Sementara itu, kenyataan bahwa akad perkawinan dalam ijab disyaratkan menggunakan kata-kata kawin atau nikah adalah didasarkan pada adanya nash yang menunjukkan hal itu. Allah Swt. berfirman:

Kami telah mengawinkan kamu dengan dia. (QS al-Ahzâb [33]: 37)

Janganlah kalian menikahi wanita-wanita yang telah dinikahi oleh ayah-ayah kalian. (QS an-Nisâ’ [4]: 22)

Di samping itu, Ijma sahabat juga menunjukkan hal yang sama.
Syarat lain adalah adanya kesatuan atau kesamaan majelis tempat berlangsungnya proses ijab dan qabul, karena hukum majelis adalah hukum yang terkait dengan akad. Dalam akad, jika kedua belah pihak yang berakad telah berpisah sebelum dilakukan qabul, maka ijabnya dipandang batal, karena ijab tidak ada artinya tanpa adanya qabul.
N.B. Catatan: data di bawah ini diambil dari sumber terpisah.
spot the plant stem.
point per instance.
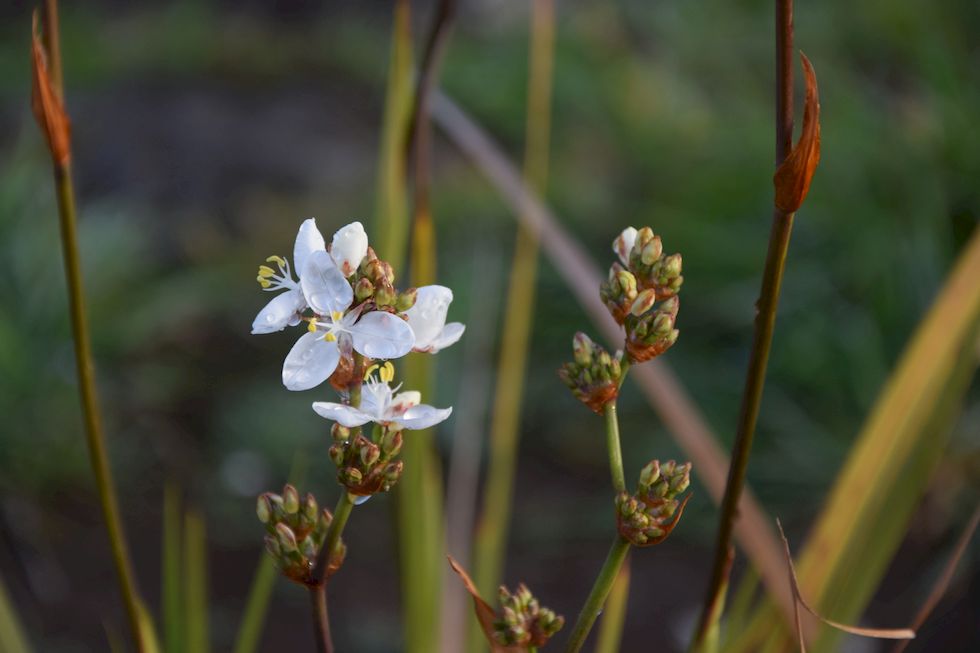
(321, 622)
(772, 276)
(318, 590)
(597, 597)
(84, 362)
(615, 450)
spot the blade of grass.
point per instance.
(13, 637)
(614, 614)
(420, 491)
(661, 387)
(48, 105)
(494, 522)
(196, 629)
(944, 579)
(871, 503)
(172, 599)
(391, 226)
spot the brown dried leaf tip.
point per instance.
(792, 179)
(47, 107)
(522, 622)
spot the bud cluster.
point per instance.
(295, 531)
(366, 467)
(649, 515)
(594, 375)
(642, 278)
(522, 621)
(374, 281)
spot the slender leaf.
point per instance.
(13, 637)
(872, 502)
(173, 611)
(196, 628)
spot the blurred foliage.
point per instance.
(205, 131)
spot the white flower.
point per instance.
(623, 244)
(315, 355)
(427, 317)
(380, 404)
(286, 309)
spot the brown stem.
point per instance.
(321, 622)
(765, 322)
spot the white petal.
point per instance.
(382, 335)
(308, 240)
(310, 362)
(325, 287)
(423, 416)
(428, 315)
(349, 247)
(344, 415)
(451, 333)
(280, 312)
(405, 400)
(624, 243)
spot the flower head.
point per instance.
(427, 317)
(380, 404)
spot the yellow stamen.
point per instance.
(387, 373)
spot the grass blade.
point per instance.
(13, 638)
(173, 611)
(872, 501)
(493, 527)
(661, 387)
(195, 585)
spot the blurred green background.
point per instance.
(205, 131)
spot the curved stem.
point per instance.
(765, 322)
(615, 450)
(597, 597)
(321, 623)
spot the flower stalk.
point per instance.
(49, 109)
(772, 277)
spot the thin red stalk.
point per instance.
(772, 276)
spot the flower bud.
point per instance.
(406, 300)
(290, 500)
(643, 302)
(263, 508)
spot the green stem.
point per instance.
(597, 597)
(765, 322)
(318, 601)
(615, 449)
(90, 407)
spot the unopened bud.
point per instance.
(643, 302)
(263, 508)
(290, 500)
(406, 300)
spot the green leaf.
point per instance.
(871, 504)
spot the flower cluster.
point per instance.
(354, 316)
(295, 532)
(594, 375)
(642, 278)
(649, 515)
(522, 621)
(346, 296)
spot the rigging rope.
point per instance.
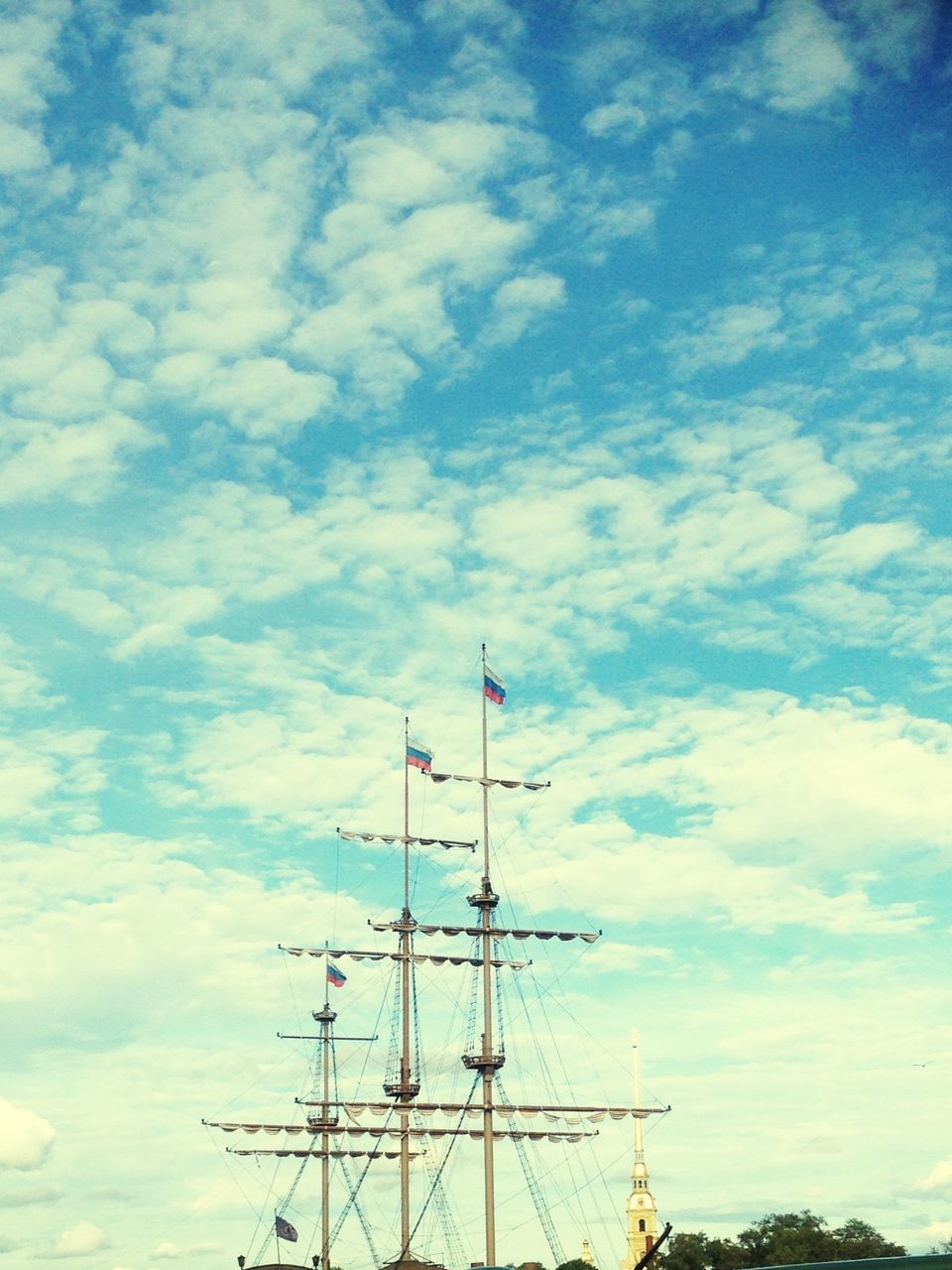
(451, 1234)
(445, 1159)
(544, 1216)
(365, 1225)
Berpalingnya salah seorang yang berakad pada kondisi semacam ini menunjukkan isyarat adanya perpisahan sehingga tidak ada lagi proses qabul. Hal yang sama berlaku jika salah satu pihak yang berakad disibukkan oleh hal-hal yang dapat mengganggu atau memutuskan akad, karena hal itu juga dapat memalingkan sehingga melalaikan proses qabul.
Syarat lainnya lagi adalah keharusan kedua belah pihak yang berakad untuk mendengar ucapan satu sama lain dan sekaligus mengerti atau memahaminya, karena keduanya tentu menghendaki agar akad perkawinan sesuai dengan pemahamannya terhadap ucapan masing-masing. Atas dasar ini pula, qabul dijadikan sebagai jawaban atas ijab, sementara ijab sendiri merupakan seruan dari salah satu pihak yang berakad agar diterima oleh pihak lainnya. Dengan demikian, jika kedua belah pihak tidak saling memahami, maka tidak dianggap adanya seruan, dan tidak dianggap pula adanya qabul terhadap seruan tersebut. Artinya, fakta semacam ini tidak dipandang sebagai ijab dan qabul.
Di samping itu, dalam akad tidak boleh ada kontradiksi antara ijab dan qabul, karena sesungguhnya qabul tidak diakui kecuali jika hal itu telah menunjukkan pada adanya penerimaan atas seluruh perkara yang dimaksudkan dalam ijab. Jika terdapat unsur ketidaksepakatan terhadap apa saja yang dimaksudkan di dalam ijab, berarti tidak ada proses penerimaan, sehingga qabul pun tidak dianggap ada.
Pada kenyataannya, syariat Islam telah membolehkan salah seorang yang berakad mengawini pihak lain. Akan tetapi, jika ada indikasi larangan dari syariat terhadap suatu akad, maka akad tersebut tidak boleh dilakukan. Ketentuan ini dilihat dari segi pelaksanaan akad.
Sementara itu, dilihat dari aspek keabsahan akad itu sendiri, jika syariat Islam tidak menunjukkan larangannya terhadap akad yang dimaksud, maka akad tersebut dipandang sempurna. Akan tetapi, jika syariat menunjukkan larangan terhadap pelaksanaan akad yang dimaksud karena alasan tertentu, maka akad tersebut dipandang rusak, meskipun tidak dianggap batil.
Syarat lain adalah keharusan seorang wanita menerima akad perkawinan yang dilangsungkan. Dalam kondisi tertentu, syariat Islam telah mengharamkan pria untuk mengawini sebagian wanita atau mengumpulkan mereka dalam satu perkawinan. Oleh karena itu, jika akad yang terjadi terkait dengan pihak-pihak yang justru haram untuk dilibatkan, maka akad yang terjadi dipandang tidak absah.
Ketentuan lain, keabsahan suatu pernikahan didasarkan—salah satunya—pada keharusan adanya wali. Dalam hal ini, Abû Mûsâ telah menuturkan bahwa Nabi saw. bersabda demikian:

Tidak sah suatu pernikahan, kecuali jika ada wali.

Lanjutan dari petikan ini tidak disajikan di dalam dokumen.